How much it costs you to earn AGI as a whole are considered delivery costs. Payroll is the largest piece of the delivery-cost pie, but there are other things factored in, such as  licensing fees or stock footage library costs. But your payroll is one of the most important pieces of data that you have. 

When it comes to this so-called delivery payroll, you must understand what you’re looking at. This is the foundation for an agency's profitability. You can go and try to cut your overhead all you want, but half the time that's not the problem. It's about the ratio of cost in your delivery team to how much income they can generate. If that's healthy, everything else tends to take care of itself. 

There are ways to improve your delivery margin. The first thing you can do is decrease your cost (much easier said than done), which isn't feasible a lot of the time. So how does an agency get its team to make more money with the available capacity that it has? One lever for that is your average billable rate and another is your utilization.  

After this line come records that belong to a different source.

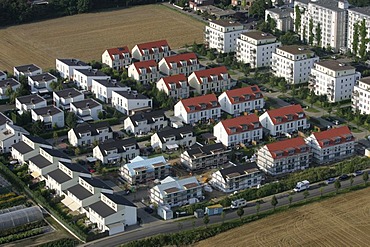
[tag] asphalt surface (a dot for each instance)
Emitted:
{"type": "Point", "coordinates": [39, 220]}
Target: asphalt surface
{"type": "Point", "coordinates": [157, 227]}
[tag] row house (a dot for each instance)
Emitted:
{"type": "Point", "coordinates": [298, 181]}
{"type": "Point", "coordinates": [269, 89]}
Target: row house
{"type": "Point", "coordinates": [238, 131]}
{"type": "Point", "coordinates": [237, 177]}
{"type": "Point", "coordinates": [284, 156]}
{"type": "Point", "coordinates": [201, 108]}
{"type": "Point", "coordinates": [63, 98]}
{"type": "Point", "coordinates": [284, 120]}
{"type": "Point", "coordinates": [113, 151]}
{"type": "Point", "coordinates": [293, 62]}
{"type": "Point", "coordinates": [66, 66]}
{"type": "Point", "coordinates": [331, 145]}
{"type": "Point", "coordinates": [175, 86]}
{"type": "Point", "coordinates": [117, 58]}
{"type": "Point", "coordinates": [87, 134]}
{"type": "Point", "coordinates": [176, 192]}
{"type": "Point", "coordinates": [211, 80]}
{"type": "Point", "coordinates": [142, 170]}
{"type": "Point", "coordinates": [144, 72]}
{"type": "Point", "coordinates": [240, 100]}
{"type": "Point", "coordinates": [142, 123]}
{"type": "Point", "coordinates": [155, 50]}
{"type": "Point", "coordinates": [172, 138]}
{"type": "Point", "coordinates": [204, 156]}
{"type": "Point", "coordinates": [334, 79]}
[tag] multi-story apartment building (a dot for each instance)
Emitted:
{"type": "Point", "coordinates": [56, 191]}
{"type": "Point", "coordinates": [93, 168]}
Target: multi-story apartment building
{"type": "Point", "coordinates": [237, 177]}
{"type": "Point", "coordinates": [173, 192]}
{"type": "Point", "coordinates": [222, 35]}
{"type": "Point", "coordinates": [256, 48]}
{"type": "Point", "coordinates": [142, 170]}
{"type": "Point", "coordinates": [331, 145]}
{"type": "Point", "coordinates": [203, 156]}
{"type": "Point", "coordinates": [334, 79]}
{"type": "Point", "coordinates": [175, 86]}
{"type": "Point", "coordinates": [293, 62]}
{"type": "Point", "coordinates": [240, 100]}
{"type": "Point", "coordinates": [202, 108]}
{"type": "Point", "coordinates": [283, 120]}
{"type": "Point", "coordinates": [211, 80]}
{"type": "Point", "coordinates": [238, 131]}
{"type": "Point", "coordinates": [284, 156]}
{"type": "Point", "coordinates": [329, 15]}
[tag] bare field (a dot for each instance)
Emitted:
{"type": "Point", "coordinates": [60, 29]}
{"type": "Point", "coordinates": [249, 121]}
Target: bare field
{"type": "Point", "coordinates": [86, 36]}
{"type": "Point", "coordinates": [340, 221]}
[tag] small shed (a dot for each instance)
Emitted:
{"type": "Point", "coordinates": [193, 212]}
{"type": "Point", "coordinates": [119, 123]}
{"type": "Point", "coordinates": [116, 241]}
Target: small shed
{"type": "Point", "coordinates": [214, 209]}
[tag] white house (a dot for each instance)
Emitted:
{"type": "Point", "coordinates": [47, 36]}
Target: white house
{"type": "Point", "coordinates": [222, 35]}
{"type": "Point", "coordinates": [142, 170]}
{"type": "Point", "coordinates": [202, 108]}
{"type": "Point", "coordinates": [201, 156]}
{"type": "Point", "coordinates": [293, 62]}
{"type": "Point", "coordinates": [334, 79]}
{"type": "Point", "coordinates": [86, 110]}
{"type": "Point", "coordinates": [65, 66]}
{"type": "Point", "coordinates": [331, 145]}
{"type": "Point", "coordinates": [237, 177]}
{"type": "Point", "coordinates": [144, 72]}
{"type": "Point", "coordinates": [86, 134]}
{"type": "Point", "coordinates": [41, 83]}
{"type": "Point", "coordinates": [185, 63]}
{"type": "Point", "coordinates": [211, 80]}
{"type": "Point", "coordinates": [28, 102]}
{"type": "Point", "coordinates": [240, 100]}
{"type": "Point", "coordinates": [102, 89]}
{"type": "Point", "coordinates": [50, 116]}
{"type": "Point", "coordinates": [155, 50]}
{"type": "Point", "coordinates": [113, 213]}
{"type": "Point", "coordinates": [117, 58]}
{"type": "Point", "coordinates": [171, 138]}
{"type": "Point", "coordinates": [283, 120]}
{"type": "Point", "coordinates": [6, 85]}
{"type": "Point", "coordinates": [129, 102]}
{"type": "Point", "coordinates": [175, 86]}
{"type": "Point", "coordinates": [238, 131]}
{"type": "Point", "coordinates": [27, 70]}
{"type": "Point", "coordinates": [284, 156]}
{"type": "Point", "coordinates": [142, 123]}
{"type": "Point", "coordinates": [83, 77]}
{"type": "Point", "coordinates": [65, 97]}
{"type": "Point", "coordinates": [256, 48]}
{"type": "Point", "coordinates": [113, 151]}
{"type": "Point", "coordinates": [176, 192]}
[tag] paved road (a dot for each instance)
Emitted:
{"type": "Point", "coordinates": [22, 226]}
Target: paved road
{"type": "Point", "coordinates": [157, 227]}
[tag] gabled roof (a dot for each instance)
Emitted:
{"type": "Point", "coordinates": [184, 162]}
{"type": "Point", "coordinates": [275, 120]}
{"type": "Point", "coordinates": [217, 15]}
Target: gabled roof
{"type": "Point", "coordinates": [284, 113]}
{"type": "Point", "coordinates": [208, 73]}
{"type": "Point", "coordinates": [200, 103]}
{"type": "Point", "coordinates": [239, 95]}
{"type": "Point", "coordinates": [334, 136]}
{"type": "Point", "coordinates": [287, 147]}
{"type": "Point", "coordinates": [241, 124]}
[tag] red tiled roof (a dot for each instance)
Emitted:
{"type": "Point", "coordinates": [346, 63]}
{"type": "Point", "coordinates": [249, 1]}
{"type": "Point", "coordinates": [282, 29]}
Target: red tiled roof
{"type": "Point", "coordinates": [240, 93]}
{"type": "Point", "coordinates": [181, 57]}
{"type": "Point", "coordinates": [283, 113]}
{"type": "Point", "coordinates": [196, 103]}
{"type": "Point", "coordinates": [283, 147]}
{"type": "Point", "coordinates": [174, 79]}
{"type": "Point", "coordinates": [211, 72]}
{"type": "Point", "coordinates": [155, 44]}
{"type": "Point", "coordinates": [334, 136]}
{"type": "Point", "coordinates": [241, 124]}
{"type": "Point", "coordinates": [118, 51]}
{"type": "Point", "coordinates": [145, 64]}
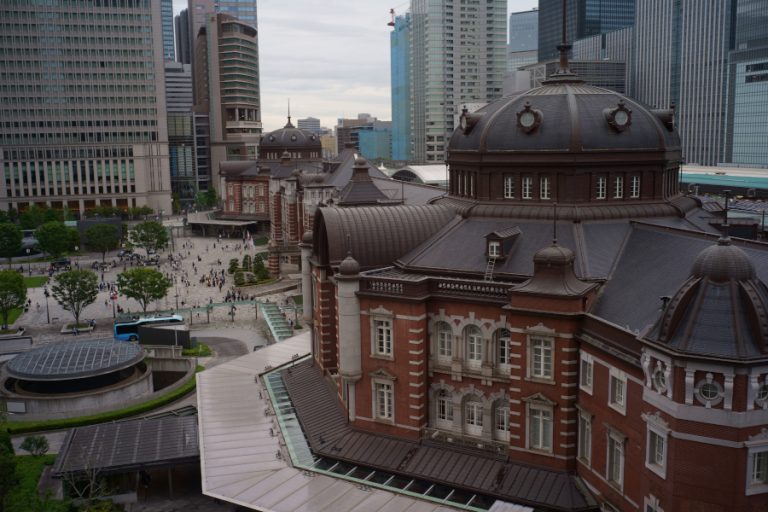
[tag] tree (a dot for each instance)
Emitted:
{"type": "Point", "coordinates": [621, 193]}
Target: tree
{"type": "Point", "coordinates": [55, 238]}
{"type": "Point", "coordinates": [74, 290]}
{"type": "Point", "coordinates": [13, 293]}
{"type": "Point", "coordinates": [144, 285]}
{"type": "Point", "coordinates": [102, 238]}
{"type": "Point", "coordinates": [10, 241]}
{"type": "Point", "coordinates": [150, 235]}
{"type": "Point", "coordinates": [36, 445]}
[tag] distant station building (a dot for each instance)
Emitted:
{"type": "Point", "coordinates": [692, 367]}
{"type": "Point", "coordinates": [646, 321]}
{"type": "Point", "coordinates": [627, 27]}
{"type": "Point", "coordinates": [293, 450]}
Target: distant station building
{"type": "Point", "coordinates": [566, 318]}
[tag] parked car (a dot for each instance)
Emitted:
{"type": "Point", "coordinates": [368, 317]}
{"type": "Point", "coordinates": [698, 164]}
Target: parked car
{"type": "Point", "coordinates": [61, 264]}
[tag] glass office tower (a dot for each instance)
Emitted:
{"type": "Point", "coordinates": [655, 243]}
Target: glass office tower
{"type": "Point", "coordinates": [82, 105]}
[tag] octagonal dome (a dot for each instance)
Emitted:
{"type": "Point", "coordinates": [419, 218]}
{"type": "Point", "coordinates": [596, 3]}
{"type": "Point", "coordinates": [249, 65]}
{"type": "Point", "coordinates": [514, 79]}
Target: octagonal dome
{"type": "Point", "coordinates": [569, 117]}
{"type": "Point", "coordinates": [290, 137]}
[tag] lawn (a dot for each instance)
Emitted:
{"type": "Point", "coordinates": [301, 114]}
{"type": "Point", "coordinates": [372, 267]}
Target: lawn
{"type": "Point", "coordinates": [23, 496]}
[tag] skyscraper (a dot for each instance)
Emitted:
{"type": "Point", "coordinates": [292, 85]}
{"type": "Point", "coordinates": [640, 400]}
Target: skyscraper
{"type": "Point", "coordinates": [82, 118]}
{"type": "Point", "coordinates": [166, 14]}
{"type": "Point", "coordinates": [183, 37]}
{"type": "Point", "coordinates": [226, 86]}
{"type": "Point", "coordinates": [584, 18]}
{"type": "Point", "coordinates": [400, 48]}
{"type": "Point", "coordinates": [747, 129]}
{"type": "Point", "coordinates": [457, 58]}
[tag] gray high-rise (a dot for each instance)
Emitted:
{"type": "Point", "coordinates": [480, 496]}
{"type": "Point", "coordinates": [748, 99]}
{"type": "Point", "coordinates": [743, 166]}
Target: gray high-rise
{"type": "Point", "coordinates": [747, 119]}
{"type": "Point", "coordinates": [82, 107]}
{"type": "Point", "coordinates": [584, 18]}
{"type": "Point", "coordinates": [457, 58]}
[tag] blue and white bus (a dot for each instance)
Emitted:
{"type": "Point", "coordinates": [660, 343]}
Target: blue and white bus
{"type": "Point", "coordinates": [128, 330]}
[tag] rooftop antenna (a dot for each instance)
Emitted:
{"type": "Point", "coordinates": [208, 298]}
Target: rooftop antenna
{"type": "Point", "coordinates": [726, 227]}
{"type": "Point", "coordinates": [554, 224]}
{"type": "Point", "coordinates": [563, 70]}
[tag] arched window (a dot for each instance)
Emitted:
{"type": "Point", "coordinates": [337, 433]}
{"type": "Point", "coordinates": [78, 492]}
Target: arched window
{"type": "Point", "coordinates": [444, 410]}
{"type": "Point", "coordinates": [473, 417]}
{"type": "Point", "coordinates": [501, 346]}
{"type": "Point", "coordinates": [501, 420]}
{"type": "Point", "coordinates": [474, 346]}
{"type": "Point", "coordinates": [444, 342]}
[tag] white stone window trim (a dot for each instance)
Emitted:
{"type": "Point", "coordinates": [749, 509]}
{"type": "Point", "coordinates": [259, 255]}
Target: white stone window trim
{"type": "Point", "coordinates": [616, 401]}
{"type": "Point", "coordinates": [618, 440]}
{"type": "Point", "coordinates": [582, 455]}
{"type": "Point", "coordinates": [757, 446]}
{"type": "Point", "coordinates": [586, 372]}
{"type": "Point", "coordinates": [540, 372]}
{"type": "Point", "coordinates": [443, 328]}
{"type": "Point", "coordinates": [656, 426]}
{"type": "Point", "coordinates": [385, 350]}
{"type": "Point", "coordinates": [382, 383]}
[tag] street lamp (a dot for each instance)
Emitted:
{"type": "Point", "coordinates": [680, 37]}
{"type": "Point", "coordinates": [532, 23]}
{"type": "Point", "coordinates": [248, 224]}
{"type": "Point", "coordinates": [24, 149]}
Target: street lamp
{"type": "Point", "coordinates": [47, 311]}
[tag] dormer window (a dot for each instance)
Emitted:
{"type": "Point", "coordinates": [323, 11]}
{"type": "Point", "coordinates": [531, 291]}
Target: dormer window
{"type": "Point", "coordinates": [499, 243]}
{"type": "Point", "coordinates": [494, 249]}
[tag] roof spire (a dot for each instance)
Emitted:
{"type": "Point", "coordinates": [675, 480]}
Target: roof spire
{"type": "Point", "coordinates": [554, 224]}
{"type": "Point", "coordinates": [289, 124]}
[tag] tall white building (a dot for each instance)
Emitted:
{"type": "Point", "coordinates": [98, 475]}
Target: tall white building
{"type": "Point", "coordinates": [82, 105]}
{"type": "Point", "coordinates": [458, 57]}
{"type": "Point", "coordinates": [681, 59]}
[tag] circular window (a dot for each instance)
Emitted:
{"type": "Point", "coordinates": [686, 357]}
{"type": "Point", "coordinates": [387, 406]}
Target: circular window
{"type": "Point", "coordinates": [762, 393]}
{"type": "Point", "coordinates": [708, 391]}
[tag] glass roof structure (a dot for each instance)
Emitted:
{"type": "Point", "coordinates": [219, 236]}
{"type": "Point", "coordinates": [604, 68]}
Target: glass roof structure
{"type": "Point", "coordinates": [74, 360]}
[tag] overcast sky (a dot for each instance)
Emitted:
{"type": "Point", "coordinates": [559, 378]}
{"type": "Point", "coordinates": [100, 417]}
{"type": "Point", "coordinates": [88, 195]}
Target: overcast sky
{"type": "Point", "coordinates": [330, 57]}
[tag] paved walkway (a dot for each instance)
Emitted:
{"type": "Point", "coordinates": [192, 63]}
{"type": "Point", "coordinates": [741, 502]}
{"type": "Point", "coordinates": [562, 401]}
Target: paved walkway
{"type": "Point", "coordinates": [197, 260]}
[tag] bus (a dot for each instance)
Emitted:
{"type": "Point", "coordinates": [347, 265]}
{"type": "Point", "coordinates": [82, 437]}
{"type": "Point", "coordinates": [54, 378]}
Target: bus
{"type": "Point", "coordinates": [128, 329]}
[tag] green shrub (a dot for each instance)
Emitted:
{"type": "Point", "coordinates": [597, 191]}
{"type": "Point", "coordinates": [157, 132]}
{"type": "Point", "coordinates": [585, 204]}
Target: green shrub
{"type": "Point", "coordinates": [36, 445]}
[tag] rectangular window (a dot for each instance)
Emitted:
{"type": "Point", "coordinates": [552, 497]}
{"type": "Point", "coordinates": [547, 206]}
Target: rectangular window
{"type": "Point", "coordinates": [527, 187]}
{"type": "Point", "coordinates": [473, 418]}
{"type": "Point", "coordinates": [509, 187]}
{"type": "Point", "coordinates": [656, 452]}
{"type": "Point", "coordinates": [539, 427]}
{"type": "Point", "coordinates": [617, 391]}
{"type": "Point", "coordinates": [615, 463]}
{"type": "Point", "coordinates": [760, 468]}
{"type": "Point", "coordinates": [444, 344]}
{"type": "Point", "coordinates": [501, 423]}
{"type": "Point", "coordinates": [618, 187]}
{"type": "Point", "coordinates": [540, 358]}
{"type": "Point", "coordinates": [544, 187]}
{"type": "Point", "coordinates": [600, 187]}
{"type": "Point", "coordinates": [585, 438]}
{"type": "Point", "coordinates": [383, 400]}
{"type": "Point", "coordinates": [586, 370]}
{"type": "Point", "coordinates": [494, 249]}
{"type": "Point", "coordinates": [383, 333]}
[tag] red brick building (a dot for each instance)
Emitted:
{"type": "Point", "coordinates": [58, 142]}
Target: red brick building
{"type": "Point", "coordinates": [564, 307]}
{"type": "Point", "coordinates": [282, 190]}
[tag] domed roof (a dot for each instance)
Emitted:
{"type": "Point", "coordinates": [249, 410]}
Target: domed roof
{"type": "Point", "coordinates": [349, 267]}
{"type": "Point", "coordinates": [722, 262]}
{"type": "Point", "coordinates": [569, 117]}
{"type": "Point", "coordinates": [721, 310]}
{"type": "Point", "coordinates": [290, 137]}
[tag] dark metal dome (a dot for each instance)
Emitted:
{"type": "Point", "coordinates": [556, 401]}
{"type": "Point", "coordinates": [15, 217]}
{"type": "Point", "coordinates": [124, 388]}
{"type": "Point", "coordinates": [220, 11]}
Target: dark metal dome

Imagine a team has 10,000 hours of capacity. If they're doing a 50% utilization, that's 5,000 hours per year that they are earning revenue for the business. And if they earn $100 per hour, then that team can earn $500,000 in AGI. If the average billable rate at 5,000 hours per year increases to $125, now all of a sudden that same team is earning $625,000. That's a massive improvement. That could be the difference between losing money and being very profitable. 

  

Take it a step further. If a higher billable rate is combined with a 60% utilization, the agency goes from 5,000 to 6,000 hours of utilized time at that $125 rate, and now they're making $750,000 in AGI. That's a 50% increase relative to the earlier example. The team hasn't changed, the payroll hasn't changed, overhead probably hasn't changed — all that happened was the optimization of two vital metrics that too often go overlooked by agencies of all sizes. 

In the end, understanding metrics can help you increase profitability without ever taking on a new client. The trick to this is understanding the important parts of utilization. If you can increase billable hours and employee utilization in a meaningful and intentional way, you can increase your profit margins.